In response to this forgetfulness of God, to this moving of Him to the margins, God sends this instruction through Nehemiah:

“This day is holy to the Lord your God; do not mourn or weep”—for all the people wept as they heard the words of the Law. Then he said to them, “Go your way. Eat the fat and drink sweet wine and send portions to anyone who has nothing ready, for this day is holy to our Lord.
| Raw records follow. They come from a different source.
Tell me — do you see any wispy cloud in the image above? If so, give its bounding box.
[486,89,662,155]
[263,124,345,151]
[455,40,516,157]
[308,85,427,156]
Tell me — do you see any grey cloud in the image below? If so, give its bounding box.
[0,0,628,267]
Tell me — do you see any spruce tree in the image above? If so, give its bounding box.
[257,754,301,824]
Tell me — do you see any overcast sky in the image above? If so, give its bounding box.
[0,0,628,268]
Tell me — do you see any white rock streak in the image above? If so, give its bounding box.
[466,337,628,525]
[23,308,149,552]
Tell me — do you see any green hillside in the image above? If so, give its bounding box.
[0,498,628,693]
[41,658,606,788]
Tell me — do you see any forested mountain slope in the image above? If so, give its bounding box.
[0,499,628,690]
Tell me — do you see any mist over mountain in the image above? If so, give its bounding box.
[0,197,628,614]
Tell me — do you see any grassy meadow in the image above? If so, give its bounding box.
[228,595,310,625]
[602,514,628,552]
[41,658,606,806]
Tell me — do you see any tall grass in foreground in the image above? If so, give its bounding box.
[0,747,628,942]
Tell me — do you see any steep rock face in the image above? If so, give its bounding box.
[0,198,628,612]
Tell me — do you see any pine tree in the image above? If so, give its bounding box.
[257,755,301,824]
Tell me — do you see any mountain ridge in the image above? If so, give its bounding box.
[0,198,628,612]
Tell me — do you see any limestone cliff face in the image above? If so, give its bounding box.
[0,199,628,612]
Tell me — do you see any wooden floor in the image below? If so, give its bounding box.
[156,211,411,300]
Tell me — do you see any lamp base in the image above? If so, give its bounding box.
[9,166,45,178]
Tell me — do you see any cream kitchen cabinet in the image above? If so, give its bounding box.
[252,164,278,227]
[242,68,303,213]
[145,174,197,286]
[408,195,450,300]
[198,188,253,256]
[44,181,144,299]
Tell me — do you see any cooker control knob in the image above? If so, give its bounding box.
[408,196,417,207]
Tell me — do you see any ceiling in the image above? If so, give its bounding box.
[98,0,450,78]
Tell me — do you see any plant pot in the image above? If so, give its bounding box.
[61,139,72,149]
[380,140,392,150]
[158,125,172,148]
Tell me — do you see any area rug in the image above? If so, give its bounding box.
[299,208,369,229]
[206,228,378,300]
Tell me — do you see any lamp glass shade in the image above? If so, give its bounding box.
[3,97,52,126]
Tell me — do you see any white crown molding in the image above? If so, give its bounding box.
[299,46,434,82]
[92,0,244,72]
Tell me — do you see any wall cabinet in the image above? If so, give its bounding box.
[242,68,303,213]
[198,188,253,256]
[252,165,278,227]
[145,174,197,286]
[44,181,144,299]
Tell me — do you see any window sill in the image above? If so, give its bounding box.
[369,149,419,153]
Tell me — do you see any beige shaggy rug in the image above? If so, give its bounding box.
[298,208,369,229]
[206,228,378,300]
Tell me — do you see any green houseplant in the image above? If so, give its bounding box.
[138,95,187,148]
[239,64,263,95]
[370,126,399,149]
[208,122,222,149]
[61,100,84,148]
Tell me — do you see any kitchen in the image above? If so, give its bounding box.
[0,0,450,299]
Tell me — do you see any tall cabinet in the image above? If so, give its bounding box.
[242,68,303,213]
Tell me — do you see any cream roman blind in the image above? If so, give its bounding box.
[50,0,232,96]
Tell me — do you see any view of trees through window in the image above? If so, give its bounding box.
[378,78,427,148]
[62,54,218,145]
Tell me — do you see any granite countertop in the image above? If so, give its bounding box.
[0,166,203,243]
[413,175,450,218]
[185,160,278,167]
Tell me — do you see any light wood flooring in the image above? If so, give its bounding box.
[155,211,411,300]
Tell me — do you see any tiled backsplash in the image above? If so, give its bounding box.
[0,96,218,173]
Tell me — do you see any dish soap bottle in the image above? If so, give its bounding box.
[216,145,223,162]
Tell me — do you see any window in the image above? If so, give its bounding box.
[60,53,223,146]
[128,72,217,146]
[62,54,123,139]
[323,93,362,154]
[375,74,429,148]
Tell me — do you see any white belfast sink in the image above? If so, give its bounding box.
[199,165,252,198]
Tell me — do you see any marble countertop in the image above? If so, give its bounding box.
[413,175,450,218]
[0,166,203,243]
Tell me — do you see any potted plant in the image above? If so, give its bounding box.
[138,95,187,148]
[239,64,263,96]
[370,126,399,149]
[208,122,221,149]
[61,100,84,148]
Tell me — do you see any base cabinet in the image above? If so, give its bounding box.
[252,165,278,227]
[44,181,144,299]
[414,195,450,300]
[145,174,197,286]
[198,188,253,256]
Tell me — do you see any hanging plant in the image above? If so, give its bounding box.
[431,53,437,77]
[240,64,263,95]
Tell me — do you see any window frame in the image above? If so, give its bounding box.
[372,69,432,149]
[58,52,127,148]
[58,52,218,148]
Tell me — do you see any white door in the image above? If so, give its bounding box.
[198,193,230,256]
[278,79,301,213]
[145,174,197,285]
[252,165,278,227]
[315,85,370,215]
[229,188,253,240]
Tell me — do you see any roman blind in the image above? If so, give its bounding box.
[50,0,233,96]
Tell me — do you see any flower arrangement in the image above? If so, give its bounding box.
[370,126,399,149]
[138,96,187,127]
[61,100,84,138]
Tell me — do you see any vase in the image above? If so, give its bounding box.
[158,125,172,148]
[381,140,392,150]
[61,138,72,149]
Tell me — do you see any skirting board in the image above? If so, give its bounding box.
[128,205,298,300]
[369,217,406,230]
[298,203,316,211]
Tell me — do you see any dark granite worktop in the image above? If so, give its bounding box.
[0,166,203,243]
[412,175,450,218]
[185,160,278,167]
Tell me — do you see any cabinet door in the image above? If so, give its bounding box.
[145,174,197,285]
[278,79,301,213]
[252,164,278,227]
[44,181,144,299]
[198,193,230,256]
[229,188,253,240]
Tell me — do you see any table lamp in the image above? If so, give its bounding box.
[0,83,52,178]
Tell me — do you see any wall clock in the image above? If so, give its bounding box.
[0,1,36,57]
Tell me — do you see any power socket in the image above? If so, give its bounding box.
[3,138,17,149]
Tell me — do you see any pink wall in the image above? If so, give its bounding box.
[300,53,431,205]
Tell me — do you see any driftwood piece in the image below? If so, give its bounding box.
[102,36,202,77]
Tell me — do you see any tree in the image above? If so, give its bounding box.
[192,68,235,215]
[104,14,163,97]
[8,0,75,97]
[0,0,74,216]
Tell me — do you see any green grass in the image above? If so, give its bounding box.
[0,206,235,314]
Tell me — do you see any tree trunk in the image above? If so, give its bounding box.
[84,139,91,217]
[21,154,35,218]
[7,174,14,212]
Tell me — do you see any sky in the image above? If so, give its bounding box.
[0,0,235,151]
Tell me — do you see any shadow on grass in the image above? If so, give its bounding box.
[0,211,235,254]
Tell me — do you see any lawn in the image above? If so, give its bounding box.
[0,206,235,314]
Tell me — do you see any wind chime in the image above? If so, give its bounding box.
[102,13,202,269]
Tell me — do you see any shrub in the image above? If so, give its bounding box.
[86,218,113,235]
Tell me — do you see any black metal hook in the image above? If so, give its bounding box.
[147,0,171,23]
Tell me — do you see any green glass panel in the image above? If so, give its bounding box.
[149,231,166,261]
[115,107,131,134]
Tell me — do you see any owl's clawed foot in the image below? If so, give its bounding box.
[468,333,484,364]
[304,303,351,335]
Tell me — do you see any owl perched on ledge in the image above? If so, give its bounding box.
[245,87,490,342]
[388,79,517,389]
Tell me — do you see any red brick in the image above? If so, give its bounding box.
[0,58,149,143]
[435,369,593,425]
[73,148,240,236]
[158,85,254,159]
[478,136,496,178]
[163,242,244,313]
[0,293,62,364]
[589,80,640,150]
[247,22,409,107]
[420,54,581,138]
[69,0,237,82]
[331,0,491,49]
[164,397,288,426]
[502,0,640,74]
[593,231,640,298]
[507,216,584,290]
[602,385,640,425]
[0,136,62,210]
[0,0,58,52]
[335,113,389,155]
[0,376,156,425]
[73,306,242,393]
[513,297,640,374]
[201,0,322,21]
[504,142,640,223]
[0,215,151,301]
And do not be grieved, for the joy of the Lord is your strength” (Neh 8:9-10).

The text goes on to explain the reason for this instruction: it was the restoration of a lost feast.

[For] they found it written in the Law that the Lord had commanded by Moses that the people of Israel should dwell in booths during the feast of the seventh month … for from the days of Jeshua the son of Nun to that day the people of Israel had not done so. “Go out to the hills and bring branches of olive, wild olive, myrtle, palm, and other leafy trees to make booths, as it is written.” So the people went out and brought them and made booths for themselves, each on his roof, and in their courts … And all the assembly of those who had returned from the captivity made booths and lived in the booths … And there was very great rejoicing. … They kept the feast seven days, and on the eighth day there was a solemn assembly, according to the rule (Neh 8:14-19).

What feasts have we forgotten? What does that forgetfulness symbolize? Are we really so happy to be freed of the “burden” of keeping festival with the Lord? The people of the ancient world worked hard, probably a lot harder than we do. But they knew how to stop, rest, and enjoy the festivals of the Lord.

Our faith used to frame our lives, our culture, our calendar, and our whole sense of time.

Wherever the Catholic sun doth shine,
There’s always laughter and good red wine.
At least I’ve always found it so.
Benedicamus Domino!
-Hilaire Belloc

What good is life without feasts? We have lost our way in the bland, secular calendar of Monday holidays and having relegated God to the periphery. What joys and hopeful reminders we have lost!

To every Christian and to the Church seeking rebuild a darkened culture comes this instruction, this admonition from Nehemiah 8 to remember the feasts of the Lord:

This day is holy to the Lord your God … do not be grieved, for the joy of the Lord must be your strength! … And there was very great rejoicing.